Y la nieve era nieve
«Cae lánguidamente en todo el universo y lánguidamente cae, pero, como añadiría algún crítico del centralismo, solo es noticia cuando pasa en la capital»
Madrid en invierno es pródigo en colores. En cuanto la niebla se desvanece ante los primeros rayos de sol, un paseo por el centro ofrece un sinfín de imágenes diapreadas. Si rojos son los tonos de siempre, de la fachada cinabrio de Casa Alberto al amapola del Doré, no hay verde más verde que el de las espinacas como amarantos precolombinos que uno ve en los mercados (esto es, los que siguen en pie) o el de los omnipresentes toldos desarrollistas. ¿Hay mejor ilustración de aquello que Hölderlin llamó el “don acuático del cielo” que cientos de tendales del color del Nilo? Todos esos colores forman vitrales en la memoria. Aún así, ninguno hay como el blanco platónico de los árboles nevados, que en un momento consigue devolvernos a la niñez.
Y la nieve era nieve, y la paz y la guerra / eran palabras únicas, distintas, inequívocas, / y no la doble cara de un mismo aburrimiento. Así rezan unos versos de Luis Alberto de Cuenca. El mundo infantil es, por definición, un mundo de color; pero sus irisaciones resultan inasequibles al adulto, que no podría captarlas ni aunque se calzase filtros polarizantes. Solo en la infancia danzan los arlequines. Luego llega la adultez y uno descubre que el mundo no es tan vasto y que el disfraz de Polichinela le queda pequeño.
Tratar de restaurar el hechizo de la infancia es como intentar arreglar una telaraña con las manos. Ser warsie o trekkie con cuarenta años es actuar como la yegua de Alfanhuí, que bebía del río de colores y lo dejaba translúcido. Si el friqui talludo de piel cérea y rostro macilento posee algún color, es el percudido del traje nupcial de la señorita Havisham en Grandes esperanzas, cuya albura virginal daba paso a un tono ahuesado, triste y desvaído. En pocas palabras: no por muchas fotos que cuelgues de tus «autorregalos» de Reyes volverás a creer en los Magos de Oriente.
Miro de reojo cómo nieva mientras termino el Madrid de Andrés Trapiello (Destino). Cae lánguidamente en todo el universo y lánguidamente cae, pero, como añadiría algún crítico del centralismo, solo es noticia cuando pasa en la capital. Sea como fuere, difícil es sustraerse a la añoranza cuando tal cosa sucede. Un cendal inconsútil desciende sobre el mundo, envolviéndolo como si de un regalo se tratase. Yerran quienes confunden recogimiento con aborregamiento. ¿No decía Mallarmé que el invierno es lúcido? Pues a fe mía que lo es. Cierto es que muchos hacen de las vacaciones navideñas una maratón de monas, comilonas y vomitonas. Pero, así y todo, algunos consiguen vislumbrar, como en un centelleo, las nieves de antaño.
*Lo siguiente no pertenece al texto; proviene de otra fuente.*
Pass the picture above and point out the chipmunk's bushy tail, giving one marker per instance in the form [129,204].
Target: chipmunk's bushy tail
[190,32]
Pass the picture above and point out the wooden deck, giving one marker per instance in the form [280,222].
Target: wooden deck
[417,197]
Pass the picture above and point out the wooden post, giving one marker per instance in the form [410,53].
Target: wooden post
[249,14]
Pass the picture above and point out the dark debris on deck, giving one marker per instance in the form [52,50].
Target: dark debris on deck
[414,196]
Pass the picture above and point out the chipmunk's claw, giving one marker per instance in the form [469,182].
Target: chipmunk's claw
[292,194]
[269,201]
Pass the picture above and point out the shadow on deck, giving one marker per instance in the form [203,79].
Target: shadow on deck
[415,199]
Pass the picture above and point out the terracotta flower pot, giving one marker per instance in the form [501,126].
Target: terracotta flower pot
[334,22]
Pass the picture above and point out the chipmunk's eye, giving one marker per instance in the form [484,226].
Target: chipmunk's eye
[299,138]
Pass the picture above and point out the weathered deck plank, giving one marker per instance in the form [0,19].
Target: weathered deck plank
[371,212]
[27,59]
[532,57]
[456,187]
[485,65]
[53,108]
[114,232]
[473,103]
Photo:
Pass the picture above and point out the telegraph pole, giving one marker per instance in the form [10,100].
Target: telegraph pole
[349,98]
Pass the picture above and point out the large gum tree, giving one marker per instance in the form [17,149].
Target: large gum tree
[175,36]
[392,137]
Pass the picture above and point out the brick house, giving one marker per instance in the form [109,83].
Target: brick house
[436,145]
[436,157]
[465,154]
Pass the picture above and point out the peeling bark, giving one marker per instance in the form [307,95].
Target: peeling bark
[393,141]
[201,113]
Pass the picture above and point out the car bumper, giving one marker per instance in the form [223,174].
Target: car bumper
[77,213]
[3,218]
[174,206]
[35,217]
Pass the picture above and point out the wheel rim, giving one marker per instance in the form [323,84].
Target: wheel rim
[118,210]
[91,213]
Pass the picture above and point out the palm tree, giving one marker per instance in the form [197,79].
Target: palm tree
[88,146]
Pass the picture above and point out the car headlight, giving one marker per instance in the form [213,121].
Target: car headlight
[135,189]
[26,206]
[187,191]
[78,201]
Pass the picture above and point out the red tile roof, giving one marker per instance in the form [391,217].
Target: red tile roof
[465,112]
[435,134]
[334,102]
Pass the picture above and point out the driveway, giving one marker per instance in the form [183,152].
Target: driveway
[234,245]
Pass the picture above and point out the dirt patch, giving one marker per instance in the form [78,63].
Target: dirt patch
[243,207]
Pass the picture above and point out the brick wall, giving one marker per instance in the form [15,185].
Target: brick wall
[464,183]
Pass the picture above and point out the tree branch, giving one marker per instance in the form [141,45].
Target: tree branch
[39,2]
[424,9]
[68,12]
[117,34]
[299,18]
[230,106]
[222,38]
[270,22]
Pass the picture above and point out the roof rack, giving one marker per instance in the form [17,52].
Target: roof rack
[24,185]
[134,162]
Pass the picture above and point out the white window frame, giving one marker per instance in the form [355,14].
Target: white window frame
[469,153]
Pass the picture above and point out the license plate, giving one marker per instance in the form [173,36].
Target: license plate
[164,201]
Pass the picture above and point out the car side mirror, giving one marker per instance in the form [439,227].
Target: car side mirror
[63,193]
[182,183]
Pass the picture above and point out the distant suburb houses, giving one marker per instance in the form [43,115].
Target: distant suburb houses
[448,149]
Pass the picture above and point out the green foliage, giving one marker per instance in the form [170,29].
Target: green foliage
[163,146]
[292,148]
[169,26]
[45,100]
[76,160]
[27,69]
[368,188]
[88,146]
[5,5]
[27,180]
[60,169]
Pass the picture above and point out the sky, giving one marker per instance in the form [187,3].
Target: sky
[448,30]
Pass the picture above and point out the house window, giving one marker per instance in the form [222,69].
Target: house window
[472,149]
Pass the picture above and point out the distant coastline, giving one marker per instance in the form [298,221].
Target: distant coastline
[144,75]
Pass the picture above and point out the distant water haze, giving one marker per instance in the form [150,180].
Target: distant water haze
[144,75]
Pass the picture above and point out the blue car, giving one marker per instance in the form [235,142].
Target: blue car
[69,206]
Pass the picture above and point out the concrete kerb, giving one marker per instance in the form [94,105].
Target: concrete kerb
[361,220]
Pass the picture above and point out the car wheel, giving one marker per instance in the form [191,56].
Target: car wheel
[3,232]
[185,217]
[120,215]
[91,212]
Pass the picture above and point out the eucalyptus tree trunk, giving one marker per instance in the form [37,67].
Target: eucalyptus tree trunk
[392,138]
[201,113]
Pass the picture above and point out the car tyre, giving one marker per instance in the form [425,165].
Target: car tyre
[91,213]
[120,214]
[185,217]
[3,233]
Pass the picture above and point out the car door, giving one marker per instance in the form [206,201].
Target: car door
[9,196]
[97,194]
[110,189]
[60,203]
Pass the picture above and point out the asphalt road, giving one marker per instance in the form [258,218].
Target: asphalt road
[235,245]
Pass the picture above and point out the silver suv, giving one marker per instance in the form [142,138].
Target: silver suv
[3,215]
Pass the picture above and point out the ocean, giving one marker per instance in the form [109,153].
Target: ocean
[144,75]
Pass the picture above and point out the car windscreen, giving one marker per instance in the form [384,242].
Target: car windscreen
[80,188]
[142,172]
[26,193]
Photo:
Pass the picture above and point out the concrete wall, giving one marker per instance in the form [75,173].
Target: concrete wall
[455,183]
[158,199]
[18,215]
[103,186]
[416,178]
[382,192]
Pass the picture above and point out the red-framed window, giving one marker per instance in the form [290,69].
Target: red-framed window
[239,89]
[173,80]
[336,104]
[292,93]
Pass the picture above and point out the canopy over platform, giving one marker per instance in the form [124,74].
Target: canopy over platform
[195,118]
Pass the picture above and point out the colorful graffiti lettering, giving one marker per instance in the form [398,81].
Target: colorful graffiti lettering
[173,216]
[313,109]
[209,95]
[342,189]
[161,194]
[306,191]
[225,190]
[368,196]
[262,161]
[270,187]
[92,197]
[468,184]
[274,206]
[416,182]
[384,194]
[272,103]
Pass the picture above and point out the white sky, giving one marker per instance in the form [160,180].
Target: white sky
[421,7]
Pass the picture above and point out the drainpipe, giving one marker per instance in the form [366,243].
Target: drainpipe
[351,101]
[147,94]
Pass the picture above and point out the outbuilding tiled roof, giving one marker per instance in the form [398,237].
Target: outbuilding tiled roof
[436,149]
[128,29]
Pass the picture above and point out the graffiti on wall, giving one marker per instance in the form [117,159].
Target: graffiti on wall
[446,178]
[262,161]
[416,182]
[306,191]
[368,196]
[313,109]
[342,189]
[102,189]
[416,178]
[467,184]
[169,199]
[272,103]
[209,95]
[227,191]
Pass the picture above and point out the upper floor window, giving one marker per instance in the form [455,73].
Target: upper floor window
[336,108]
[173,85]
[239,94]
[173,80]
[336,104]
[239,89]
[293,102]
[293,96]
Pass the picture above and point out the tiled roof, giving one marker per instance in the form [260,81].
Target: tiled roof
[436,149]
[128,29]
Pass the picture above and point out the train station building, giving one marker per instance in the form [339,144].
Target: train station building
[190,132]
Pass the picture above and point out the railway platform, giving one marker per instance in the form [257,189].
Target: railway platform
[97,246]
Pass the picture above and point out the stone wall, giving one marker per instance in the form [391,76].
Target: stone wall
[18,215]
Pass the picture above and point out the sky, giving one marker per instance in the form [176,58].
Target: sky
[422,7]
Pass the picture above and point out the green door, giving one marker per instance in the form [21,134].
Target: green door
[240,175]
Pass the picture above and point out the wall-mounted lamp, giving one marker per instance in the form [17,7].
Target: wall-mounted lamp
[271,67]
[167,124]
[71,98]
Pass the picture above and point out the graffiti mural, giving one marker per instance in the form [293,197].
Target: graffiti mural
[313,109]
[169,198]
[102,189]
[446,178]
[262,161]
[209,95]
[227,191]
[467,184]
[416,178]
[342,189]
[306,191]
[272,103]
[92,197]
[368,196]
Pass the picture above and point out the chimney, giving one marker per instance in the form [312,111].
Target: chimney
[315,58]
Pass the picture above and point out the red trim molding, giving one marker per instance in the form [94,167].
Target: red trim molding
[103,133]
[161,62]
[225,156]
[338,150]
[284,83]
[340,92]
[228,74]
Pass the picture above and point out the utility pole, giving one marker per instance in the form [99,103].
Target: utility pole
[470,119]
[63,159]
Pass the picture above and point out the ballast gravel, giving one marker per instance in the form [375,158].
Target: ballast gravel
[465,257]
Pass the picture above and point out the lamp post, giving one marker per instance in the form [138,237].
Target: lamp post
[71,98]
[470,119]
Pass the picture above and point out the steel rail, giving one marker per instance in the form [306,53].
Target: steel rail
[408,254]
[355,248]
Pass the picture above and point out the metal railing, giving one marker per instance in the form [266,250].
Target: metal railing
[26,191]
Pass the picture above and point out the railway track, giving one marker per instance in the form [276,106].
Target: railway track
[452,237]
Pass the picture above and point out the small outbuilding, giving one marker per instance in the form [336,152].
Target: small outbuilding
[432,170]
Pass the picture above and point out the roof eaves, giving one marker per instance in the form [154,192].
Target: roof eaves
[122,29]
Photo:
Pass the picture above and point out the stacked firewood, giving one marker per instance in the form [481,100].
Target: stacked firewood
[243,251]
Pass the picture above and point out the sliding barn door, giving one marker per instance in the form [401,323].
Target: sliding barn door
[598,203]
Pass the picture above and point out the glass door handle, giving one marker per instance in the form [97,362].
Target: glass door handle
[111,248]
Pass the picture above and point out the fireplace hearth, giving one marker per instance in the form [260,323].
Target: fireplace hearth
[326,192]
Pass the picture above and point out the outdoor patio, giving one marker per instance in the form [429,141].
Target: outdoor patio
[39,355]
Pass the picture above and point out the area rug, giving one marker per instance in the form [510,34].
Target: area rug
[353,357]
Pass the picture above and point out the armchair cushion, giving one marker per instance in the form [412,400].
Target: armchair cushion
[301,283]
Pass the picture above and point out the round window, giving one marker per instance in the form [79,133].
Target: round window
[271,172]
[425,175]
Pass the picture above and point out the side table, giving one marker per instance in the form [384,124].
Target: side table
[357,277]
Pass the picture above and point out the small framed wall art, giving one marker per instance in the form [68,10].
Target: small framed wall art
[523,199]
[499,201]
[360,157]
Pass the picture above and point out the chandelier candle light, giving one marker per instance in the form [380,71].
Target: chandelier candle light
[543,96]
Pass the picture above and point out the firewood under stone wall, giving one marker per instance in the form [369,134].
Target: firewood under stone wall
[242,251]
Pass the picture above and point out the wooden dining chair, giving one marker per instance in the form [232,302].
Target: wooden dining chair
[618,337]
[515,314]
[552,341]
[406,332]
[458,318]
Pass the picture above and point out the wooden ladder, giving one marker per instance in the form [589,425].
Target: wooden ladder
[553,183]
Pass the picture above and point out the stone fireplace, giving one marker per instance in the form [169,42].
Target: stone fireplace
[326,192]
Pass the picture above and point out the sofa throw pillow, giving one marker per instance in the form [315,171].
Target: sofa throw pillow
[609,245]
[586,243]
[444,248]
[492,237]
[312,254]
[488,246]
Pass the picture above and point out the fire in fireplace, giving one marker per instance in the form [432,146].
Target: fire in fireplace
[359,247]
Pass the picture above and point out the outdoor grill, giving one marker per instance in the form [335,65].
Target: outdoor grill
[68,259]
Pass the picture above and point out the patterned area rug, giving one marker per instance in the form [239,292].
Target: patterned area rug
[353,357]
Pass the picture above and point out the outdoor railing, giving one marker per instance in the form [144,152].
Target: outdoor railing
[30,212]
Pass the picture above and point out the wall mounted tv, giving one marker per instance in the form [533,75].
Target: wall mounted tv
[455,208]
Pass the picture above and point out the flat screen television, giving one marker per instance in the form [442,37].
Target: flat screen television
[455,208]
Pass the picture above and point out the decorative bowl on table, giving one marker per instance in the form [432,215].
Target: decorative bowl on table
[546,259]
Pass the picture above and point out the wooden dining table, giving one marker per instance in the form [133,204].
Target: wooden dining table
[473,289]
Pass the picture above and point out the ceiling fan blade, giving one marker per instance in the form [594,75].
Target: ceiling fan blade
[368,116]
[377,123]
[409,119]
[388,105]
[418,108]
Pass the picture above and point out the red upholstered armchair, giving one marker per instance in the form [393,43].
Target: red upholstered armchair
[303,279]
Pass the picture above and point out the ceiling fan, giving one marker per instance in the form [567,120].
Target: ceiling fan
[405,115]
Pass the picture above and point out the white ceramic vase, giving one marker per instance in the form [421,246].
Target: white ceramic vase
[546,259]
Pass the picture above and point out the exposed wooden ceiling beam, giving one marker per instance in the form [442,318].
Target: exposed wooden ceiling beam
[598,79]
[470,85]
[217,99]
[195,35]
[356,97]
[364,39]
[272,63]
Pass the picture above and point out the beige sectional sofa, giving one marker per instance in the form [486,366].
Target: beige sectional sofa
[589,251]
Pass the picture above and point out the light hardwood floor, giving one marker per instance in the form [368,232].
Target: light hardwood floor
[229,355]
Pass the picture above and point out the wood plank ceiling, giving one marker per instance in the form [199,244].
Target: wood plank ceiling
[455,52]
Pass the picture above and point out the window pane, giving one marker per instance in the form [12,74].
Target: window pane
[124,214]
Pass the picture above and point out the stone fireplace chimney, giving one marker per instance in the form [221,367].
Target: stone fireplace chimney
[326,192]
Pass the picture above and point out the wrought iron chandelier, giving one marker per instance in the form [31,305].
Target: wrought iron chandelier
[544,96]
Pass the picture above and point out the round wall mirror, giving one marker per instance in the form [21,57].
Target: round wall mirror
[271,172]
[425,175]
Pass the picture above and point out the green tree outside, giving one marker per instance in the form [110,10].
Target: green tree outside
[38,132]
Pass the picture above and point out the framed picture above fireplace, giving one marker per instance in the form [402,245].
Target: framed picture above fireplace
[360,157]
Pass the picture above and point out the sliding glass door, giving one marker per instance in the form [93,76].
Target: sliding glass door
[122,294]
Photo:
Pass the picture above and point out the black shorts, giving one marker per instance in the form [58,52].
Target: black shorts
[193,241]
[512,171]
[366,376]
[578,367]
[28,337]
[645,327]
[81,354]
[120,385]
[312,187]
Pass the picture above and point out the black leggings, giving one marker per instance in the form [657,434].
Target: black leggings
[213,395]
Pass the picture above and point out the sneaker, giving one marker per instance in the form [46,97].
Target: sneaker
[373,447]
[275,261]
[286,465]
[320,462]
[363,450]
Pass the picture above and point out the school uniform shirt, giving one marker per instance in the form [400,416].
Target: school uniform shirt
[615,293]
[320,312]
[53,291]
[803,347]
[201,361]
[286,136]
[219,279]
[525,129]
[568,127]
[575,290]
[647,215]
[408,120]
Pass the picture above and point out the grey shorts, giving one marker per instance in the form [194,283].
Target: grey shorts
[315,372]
Dice Trapiello que las castañeras, sentadas cabe los braseros de cisco, traían a los inviernos de la Villa y Corte una dolorosa constatación: que no hay castaña que sepa como las de la infancia. Pero también acarrean la promesa de que alguna trocará, andando el tiempo, en magdalena de Proust. El escritor leonés ha escrito otra obra magna. Lo cual es mucho decir, teniendo en cuenta la veintena de mojones que han ido jalonando su obra diarística, acaso la obra más ambiciosa de la literatura española en las últimas décadas, y que para colmo es el autor de Las armas y las letras; parece que fue ayer cuando celebrábamos sus veinticinco años, más que suficientes para endosarle la plica de clásico. Veremos cuántos hacen falta para convenir en que este también lo es.